How Abilene Christian University Prepares Students for a Digital Future
As an Adobe Creative Campus, the university builds digital skills for its students and faculty.
Abilene Christian University (ACU) in Texas is forging a new path and introducing digital literacy at all levels of the university. The university is an Adobe Creative Campus, which means it has forged a deep partnership with Adobe to work toward a shared goal of fostering digital literacy. The school is training students, faculty, and staff to use Adobe Creative Cloud apps, as well as collaborating and sharing content with peer institutions, so even more students can gain digital fluency.

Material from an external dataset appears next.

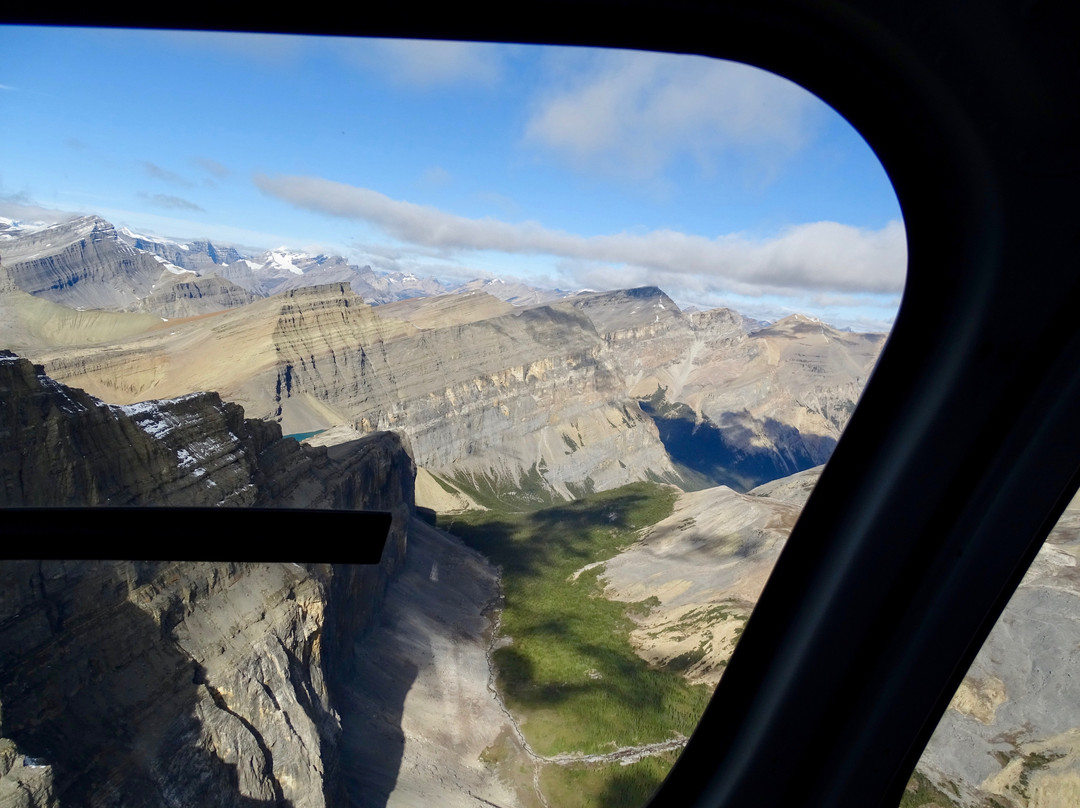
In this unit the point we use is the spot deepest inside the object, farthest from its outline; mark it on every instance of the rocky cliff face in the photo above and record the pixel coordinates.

“Building digital skills align with the university’s strategic goals,” says Marisa Beard, Ed.D., director of educational technology and the Innovation Foundry, a teamwork and technology hub at the university focused on digital literacy. “The university started using Creative Cloud in classes such as journalism, mass communication, and art and design, but a variety of other traditionally non-creative departments also have successfully adopted the tools.”
In web development classes at ACU, for example, students are using Adobe XD, a UI/UX design and collaboration tool, to learn and prototype real-world user experiences. Students in the university’s agriculture classes use Adobe Premiere Rush, a video editing software, for a project focused on plastics and their environmental impact. Several anatomy and physiology classes use Adobe Premiere Rush to create teaching resources for different systems in the body. And in nursing classes, students will use Adobe Illustrator to create visual research presentations.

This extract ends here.